А потом, помолившись на образа, они уселись за длинный стол, уставленный знакомыми с детства яствами: дымились огненные щи с мозговой косточкой, лоснилась чёрная икра, золотилось заливное из осётра, нежился свиной холодец, млела упарившаяся гречневая каша, подвалившаяся под бочок копчёному окороку мало не с холм величиной. Ах, сладка была медовая сыта, душисты рыбные пироги и ароматно виноградное крымское вино, какое пивали ещё древние греки в Херсонесе.
На встречу нежданно объявившегося земляка собралась вся колония — мужчины, засмуглевшие под южным солнцем, рослые, в косоворотках, стриженные под горшок, голубоглазые женщины в сарафанах, с тяжёлыми косами, царственно уложенными на голове. Все внимали рассказу Афанасия, широко раскрыв глаза, ахая и изумляясь, ибо столь далёкого путешествия ещё ни один русский человек не совершал и никто ничего подобного не видел.
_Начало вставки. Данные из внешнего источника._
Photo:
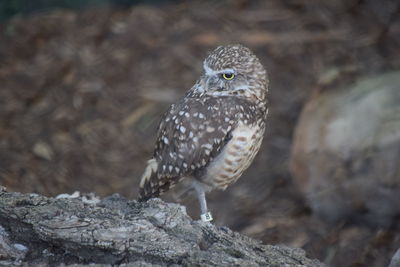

А после застолья до полуночи обменивались впечатлениями, поразившими даже их, бывалых людей.
— Ишь ты! Змеи прям по улицам ползают! В две сажени!
— Барбы-то, барбы из кустов выскакивают! О господи!
— Люди-то, говоришь, худые, чёрные, в одних подгузниках?
— И царь обезьянский есть? Мамочки!
— А неприкасаемые — это хто, ась?
Общее заключение было такое: за морем телушка — полушка да рубль перевоз. А в раскрытые окна заглядывали ночь, дышала уютом и покоем, и тёплый ветер наносил от гор чудесные запахи. Всё окружающее воспринималось Афанасием обострённо до самой последней чёрточки, пронзительно, как в детстве, и душу его врачующим нектаром объяла умиротворённость.